Sauls credited the professionalism of Gillan and Kreiter.
“When I got here, they were like, we’re just going to figure it out. You don’t worry about it. We’re going to figure it out,” Sauls said. “And that’s what they did. They showed up every day with a smile, and I know that it’s not easy because I’ve seen people try and do it.
“I’ve seen people for years do it, and they did it at such a high level. People don’t realize that. To the naked eye of a fan watching our games, they don’t realize how difficult that is, and they did it perfectly.”
Sauls’ longest kick in his three-game stint was a 48-yard extra point.
“I never know the distances, to be completely honest with you,” Sauls said. “I just know when I’m like, ooh, this is pretty far. “But yeah, I like to kick the deep ones. I think I was lucky to start my career off with some solid, for lack of better terms, gimmies.

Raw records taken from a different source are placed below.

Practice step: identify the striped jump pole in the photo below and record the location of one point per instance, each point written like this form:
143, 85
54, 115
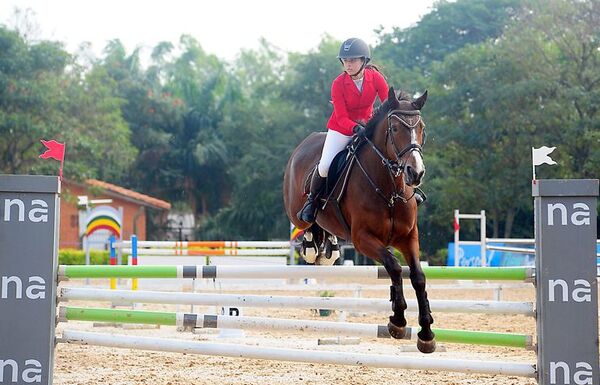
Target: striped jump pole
207, 244
295, 302
209, 252
299, 355
262, 272
192, 320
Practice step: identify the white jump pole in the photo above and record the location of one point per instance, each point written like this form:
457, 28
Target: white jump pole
298, 355
236, 300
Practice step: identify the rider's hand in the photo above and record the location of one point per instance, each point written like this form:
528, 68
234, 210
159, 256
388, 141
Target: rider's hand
359, 131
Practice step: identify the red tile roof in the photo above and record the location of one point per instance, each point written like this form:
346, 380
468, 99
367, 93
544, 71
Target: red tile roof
148, 200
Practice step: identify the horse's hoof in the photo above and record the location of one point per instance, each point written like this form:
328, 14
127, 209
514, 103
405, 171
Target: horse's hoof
397, 332
324, 261
310, 255
426, 346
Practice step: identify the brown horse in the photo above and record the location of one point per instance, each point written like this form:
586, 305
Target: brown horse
373, 201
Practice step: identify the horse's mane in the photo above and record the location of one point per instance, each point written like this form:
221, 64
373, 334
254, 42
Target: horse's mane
382, 111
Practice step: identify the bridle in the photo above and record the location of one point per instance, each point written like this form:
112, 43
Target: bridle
413, 146
395, 167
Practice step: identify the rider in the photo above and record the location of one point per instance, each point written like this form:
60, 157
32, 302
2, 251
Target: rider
353, 93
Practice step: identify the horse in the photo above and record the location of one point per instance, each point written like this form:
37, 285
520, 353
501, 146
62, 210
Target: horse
373, 205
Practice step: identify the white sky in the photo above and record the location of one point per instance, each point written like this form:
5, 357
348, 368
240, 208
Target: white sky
222, 27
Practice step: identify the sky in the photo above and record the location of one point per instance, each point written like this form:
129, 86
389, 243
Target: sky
221, 27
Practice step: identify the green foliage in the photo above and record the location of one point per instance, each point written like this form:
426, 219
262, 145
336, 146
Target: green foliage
503, 76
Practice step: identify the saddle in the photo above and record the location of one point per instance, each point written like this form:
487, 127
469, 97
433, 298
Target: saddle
339, 171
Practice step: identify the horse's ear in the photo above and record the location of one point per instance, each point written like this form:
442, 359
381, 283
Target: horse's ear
420, 102
392, 99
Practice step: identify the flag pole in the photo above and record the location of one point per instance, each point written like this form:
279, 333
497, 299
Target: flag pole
62, 161
532, 163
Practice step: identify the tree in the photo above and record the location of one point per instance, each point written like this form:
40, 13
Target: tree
43, 95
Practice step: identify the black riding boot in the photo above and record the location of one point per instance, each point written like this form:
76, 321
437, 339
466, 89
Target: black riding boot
420, 196
309, 210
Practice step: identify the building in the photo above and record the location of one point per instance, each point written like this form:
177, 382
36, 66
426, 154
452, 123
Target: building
133, 205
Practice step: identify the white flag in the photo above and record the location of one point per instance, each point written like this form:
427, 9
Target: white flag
540, 155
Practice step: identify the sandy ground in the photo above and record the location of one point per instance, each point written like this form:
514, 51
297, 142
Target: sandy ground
76, 364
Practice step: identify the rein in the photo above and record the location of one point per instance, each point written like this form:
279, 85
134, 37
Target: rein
395, 167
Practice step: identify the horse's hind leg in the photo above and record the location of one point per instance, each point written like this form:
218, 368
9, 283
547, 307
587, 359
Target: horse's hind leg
332, 251
425, 340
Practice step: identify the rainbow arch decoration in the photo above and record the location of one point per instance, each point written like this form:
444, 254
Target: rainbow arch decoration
104, 218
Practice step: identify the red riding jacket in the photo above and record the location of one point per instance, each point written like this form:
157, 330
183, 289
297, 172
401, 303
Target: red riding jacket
350, 105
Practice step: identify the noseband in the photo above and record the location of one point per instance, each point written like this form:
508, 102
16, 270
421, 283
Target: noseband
396, 166
413, 146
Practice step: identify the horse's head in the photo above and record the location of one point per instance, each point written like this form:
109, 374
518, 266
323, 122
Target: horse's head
405, 134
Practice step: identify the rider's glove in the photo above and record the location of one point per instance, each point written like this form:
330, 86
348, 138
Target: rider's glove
359, 131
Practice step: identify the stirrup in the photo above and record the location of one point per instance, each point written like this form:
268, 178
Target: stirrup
420, 196
308, 213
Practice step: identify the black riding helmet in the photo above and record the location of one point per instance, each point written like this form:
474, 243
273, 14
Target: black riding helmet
353, 48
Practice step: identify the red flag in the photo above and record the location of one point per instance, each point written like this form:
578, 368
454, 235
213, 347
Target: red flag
456, 225
54, 150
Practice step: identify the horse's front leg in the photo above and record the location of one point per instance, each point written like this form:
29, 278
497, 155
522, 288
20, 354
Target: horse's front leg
397, 324
374, 249
425, 340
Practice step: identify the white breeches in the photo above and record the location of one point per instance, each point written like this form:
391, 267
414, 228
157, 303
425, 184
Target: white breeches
334, 143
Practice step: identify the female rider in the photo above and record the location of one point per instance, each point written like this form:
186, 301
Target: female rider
353, 93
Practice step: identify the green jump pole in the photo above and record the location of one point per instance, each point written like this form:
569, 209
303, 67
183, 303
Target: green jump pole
104, 271
264, 272
170, 319
119, 316
478, 273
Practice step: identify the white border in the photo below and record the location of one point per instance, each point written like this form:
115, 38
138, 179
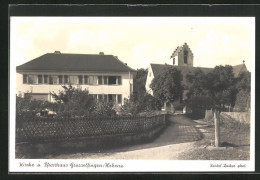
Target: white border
133, 165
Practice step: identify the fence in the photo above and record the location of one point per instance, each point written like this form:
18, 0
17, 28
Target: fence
42, 129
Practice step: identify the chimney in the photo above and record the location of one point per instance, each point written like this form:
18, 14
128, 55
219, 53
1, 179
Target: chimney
57, 52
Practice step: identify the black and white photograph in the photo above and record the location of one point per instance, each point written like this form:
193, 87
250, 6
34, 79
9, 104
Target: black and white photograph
130, 94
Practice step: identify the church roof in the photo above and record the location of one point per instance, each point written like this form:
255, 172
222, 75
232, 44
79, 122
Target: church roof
238, 69
178, 49
159, 68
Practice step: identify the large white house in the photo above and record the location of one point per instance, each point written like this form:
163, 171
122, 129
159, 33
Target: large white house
104, 76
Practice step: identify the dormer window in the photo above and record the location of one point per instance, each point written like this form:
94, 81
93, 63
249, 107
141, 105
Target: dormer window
185, 56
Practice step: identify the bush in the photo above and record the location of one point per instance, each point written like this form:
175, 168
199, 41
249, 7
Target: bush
242, 103
104, 109
146, 103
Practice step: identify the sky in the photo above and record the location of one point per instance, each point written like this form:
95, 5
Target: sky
137, 41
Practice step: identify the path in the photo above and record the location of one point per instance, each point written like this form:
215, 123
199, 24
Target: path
179, 136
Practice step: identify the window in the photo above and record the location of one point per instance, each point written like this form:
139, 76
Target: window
39, 79
119, 80
73, 79
85, 79
45, 79
111, 80
105, 79
55, 79
32, 79
185, 56
94, 97
100, 97
119, 99
25, 78
60, 79
80, 79
112, 98
100, 80
50, 80
105, 97
66, 79
90, 80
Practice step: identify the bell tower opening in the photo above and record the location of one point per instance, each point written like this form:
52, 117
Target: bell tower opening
185, 56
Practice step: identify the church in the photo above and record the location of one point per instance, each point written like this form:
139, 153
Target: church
182, 59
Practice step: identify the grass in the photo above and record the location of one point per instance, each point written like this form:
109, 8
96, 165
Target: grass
234, 138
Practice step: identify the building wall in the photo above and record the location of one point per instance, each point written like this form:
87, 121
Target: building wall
149, 79
125, 89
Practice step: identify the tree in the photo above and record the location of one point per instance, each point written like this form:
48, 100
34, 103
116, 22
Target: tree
243, 95
220, 83
167, 86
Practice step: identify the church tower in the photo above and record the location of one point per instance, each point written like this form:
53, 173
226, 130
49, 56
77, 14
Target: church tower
182, 56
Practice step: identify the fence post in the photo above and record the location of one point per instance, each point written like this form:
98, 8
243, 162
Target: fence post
217, 129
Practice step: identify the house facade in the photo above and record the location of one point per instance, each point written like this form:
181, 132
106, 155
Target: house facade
104, 76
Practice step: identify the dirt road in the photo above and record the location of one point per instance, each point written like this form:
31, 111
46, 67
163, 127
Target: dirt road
179, 137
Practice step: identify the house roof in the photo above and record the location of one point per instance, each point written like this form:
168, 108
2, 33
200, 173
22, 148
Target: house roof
75, 62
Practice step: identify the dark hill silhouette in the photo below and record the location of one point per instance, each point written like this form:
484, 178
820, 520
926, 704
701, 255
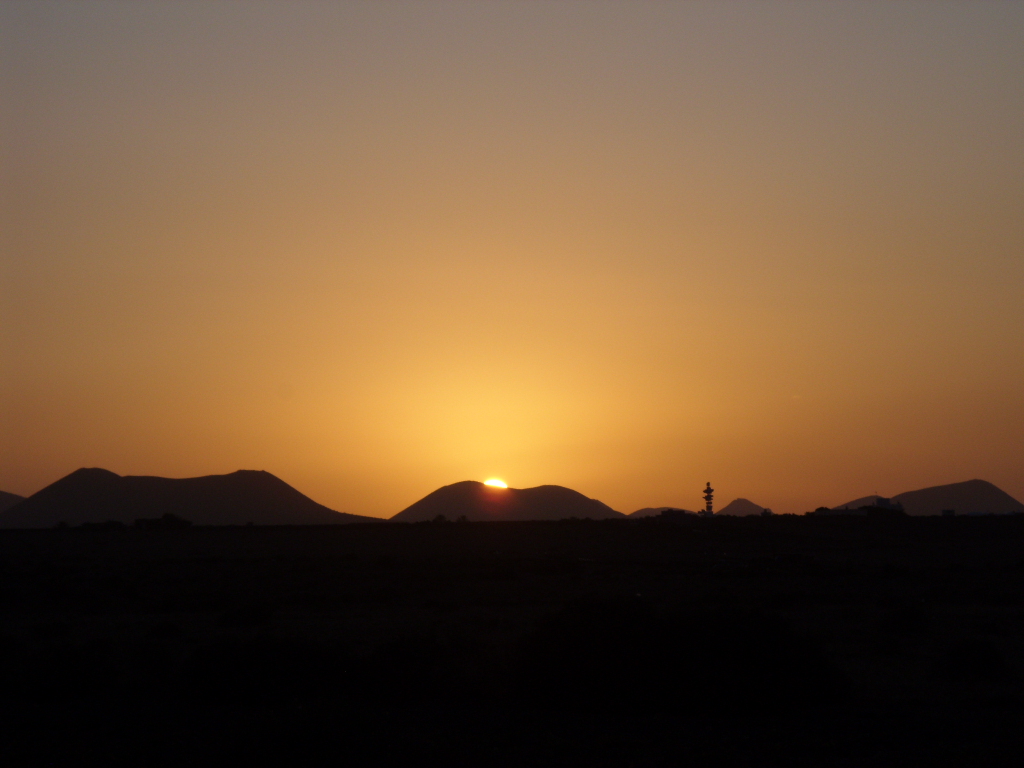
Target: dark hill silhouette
655, 511
9, 500
478, 502
740, 508
90, 496
864, 501
973, 497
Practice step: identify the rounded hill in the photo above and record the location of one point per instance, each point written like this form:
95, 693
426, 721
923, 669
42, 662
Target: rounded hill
478, 503
236, 499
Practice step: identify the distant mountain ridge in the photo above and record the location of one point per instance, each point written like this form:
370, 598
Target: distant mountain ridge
740, 508
656, 511
477, 502
236, 499
970, 498
9, 500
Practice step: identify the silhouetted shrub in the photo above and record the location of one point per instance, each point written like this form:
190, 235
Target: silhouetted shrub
107, 525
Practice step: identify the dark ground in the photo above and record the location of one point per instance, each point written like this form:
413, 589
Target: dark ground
771, 641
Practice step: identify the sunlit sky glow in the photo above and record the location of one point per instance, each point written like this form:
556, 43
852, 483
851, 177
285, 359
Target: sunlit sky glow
774, 245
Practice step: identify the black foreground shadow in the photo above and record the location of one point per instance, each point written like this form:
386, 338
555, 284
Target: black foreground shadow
779, 641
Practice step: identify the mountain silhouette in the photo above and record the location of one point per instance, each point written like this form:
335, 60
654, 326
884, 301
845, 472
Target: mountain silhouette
9, 500
477, 502
970, 498
237, 499
655, 511
973, 497
864, 501
740, 508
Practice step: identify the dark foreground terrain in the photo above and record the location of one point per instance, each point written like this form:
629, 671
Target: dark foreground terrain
774, 641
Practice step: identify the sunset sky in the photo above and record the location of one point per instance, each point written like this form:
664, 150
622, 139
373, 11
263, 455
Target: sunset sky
628, 248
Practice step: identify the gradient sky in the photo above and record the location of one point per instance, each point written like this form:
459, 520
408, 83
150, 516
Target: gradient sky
628, 248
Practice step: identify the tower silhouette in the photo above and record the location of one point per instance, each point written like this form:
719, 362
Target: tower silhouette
709, 502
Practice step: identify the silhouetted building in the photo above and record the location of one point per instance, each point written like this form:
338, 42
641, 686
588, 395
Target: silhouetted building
709, 502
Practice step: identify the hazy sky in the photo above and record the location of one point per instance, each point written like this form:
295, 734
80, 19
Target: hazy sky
628, 248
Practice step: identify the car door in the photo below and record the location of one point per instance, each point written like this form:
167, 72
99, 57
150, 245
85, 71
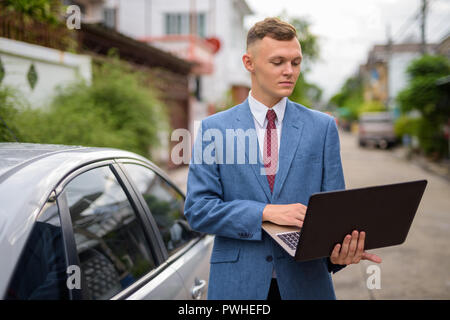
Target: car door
188, 252
110, 238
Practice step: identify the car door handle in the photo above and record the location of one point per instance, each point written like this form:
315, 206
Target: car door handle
197, 289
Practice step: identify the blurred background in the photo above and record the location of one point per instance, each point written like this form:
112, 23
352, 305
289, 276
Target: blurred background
126, 73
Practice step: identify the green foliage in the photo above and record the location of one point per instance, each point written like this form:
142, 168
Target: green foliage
9, 104
423, 95
350, 98
305, 92
371, 106
117, 110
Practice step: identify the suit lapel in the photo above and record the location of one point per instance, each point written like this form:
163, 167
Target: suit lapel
291, 134
244, 121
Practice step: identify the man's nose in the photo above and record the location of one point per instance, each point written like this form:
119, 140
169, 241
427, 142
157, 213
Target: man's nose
288, 70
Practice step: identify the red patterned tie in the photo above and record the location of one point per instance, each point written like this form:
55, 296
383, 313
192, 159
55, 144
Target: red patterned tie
271, 148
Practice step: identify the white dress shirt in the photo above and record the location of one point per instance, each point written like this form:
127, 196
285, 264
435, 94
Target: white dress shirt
259, 111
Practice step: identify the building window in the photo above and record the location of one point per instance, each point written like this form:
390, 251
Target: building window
109, 18
179, 23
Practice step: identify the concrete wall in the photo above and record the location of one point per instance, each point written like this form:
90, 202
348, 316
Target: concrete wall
53, 67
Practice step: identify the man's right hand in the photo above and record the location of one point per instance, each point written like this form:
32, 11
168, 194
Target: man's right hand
285, 214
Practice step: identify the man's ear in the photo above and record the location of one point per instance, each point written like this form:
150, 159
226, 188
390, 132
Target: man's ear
247, 60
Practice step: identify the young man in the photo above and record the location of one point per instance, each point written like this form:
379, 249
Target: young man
298, 154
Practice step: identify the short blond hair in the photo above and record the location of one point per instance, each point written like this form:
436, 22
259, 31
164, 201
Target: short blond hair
273, 28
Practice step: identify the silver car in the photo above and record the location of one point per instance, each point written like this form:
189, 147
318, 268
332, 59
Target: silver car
94, 223
376, 129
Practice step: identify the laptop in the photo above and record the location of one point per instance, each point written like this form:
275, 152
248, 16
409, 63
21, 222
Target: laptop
385, 213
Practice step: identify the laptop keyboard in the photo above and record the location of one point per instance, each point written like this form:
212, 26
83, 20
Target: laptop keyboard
290, 238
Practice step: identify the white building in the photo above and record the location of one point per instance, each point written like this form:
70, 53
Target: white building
183, 27
37, 71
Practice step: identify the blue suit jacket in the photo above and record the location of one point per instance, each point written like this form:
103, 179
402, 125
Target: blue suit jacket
227, 200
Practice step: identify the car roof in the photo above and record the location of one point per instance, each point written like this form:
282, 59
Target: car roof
28, 174
14, 155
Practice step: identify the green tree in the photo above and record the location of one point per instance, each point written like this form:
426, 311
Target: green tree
117, 110
305, 92
41, 10
423, 95
350, 98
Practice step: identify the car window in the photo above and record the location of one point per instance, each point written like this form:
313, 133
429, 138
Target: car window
166, 206
111, 243
41, 271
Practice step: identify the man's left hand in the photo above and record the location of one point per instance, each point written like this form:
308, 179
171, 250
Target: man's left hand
352, 250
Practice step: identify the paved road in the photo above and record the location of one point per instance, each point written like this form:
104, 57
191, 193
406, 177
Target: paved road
419, 268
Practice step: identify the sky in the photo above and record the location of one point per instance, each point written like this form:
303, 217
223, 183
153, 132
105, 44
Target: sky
348, 29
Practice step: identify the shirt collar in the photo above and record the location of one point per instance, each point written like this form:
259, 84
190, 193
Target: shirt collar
259, 110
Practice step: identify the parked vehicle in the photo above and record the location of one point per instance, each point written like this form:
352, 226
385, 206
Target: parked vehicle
377, 129
94, 223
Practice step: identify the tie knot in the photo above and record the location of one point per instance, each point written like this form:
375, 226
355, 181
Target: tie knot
271, 115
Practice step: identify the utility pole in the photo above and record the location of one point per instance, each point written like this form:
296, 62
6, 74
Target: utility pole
422, 25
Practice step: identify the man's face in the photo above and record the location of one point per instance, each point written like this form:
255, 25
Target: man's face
274, 66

“They’re never gimmies, but for some solid shorter kicks, that builds your confidence. But yeah, next season I’m looking forward to kicking some deep ones. But you’re never like, ooh, this is 58. You just think, oh, this is a good ways.”
Sauls did says he was a little “jealous” of guys like Brandon Aubrey of the Dallas Cowboys or Cam Little of the Jacksonville Jaguars. Little has the two longest field goals in NFL history, 68 and 67 yards.
I asked Sauls if something like a 62-yard kick was in his repertoire.
“Like any kicker will tell you, 62 is a big ball. But do we have that? Yeah, we’ve got that,” Sauls said. “I don’t think we’re going to be doing routine 62-yard field goals. But if the opportunity presents itself where we need one, yeah, we’ll get it there.”
That’s something for Giants fans to look forward to.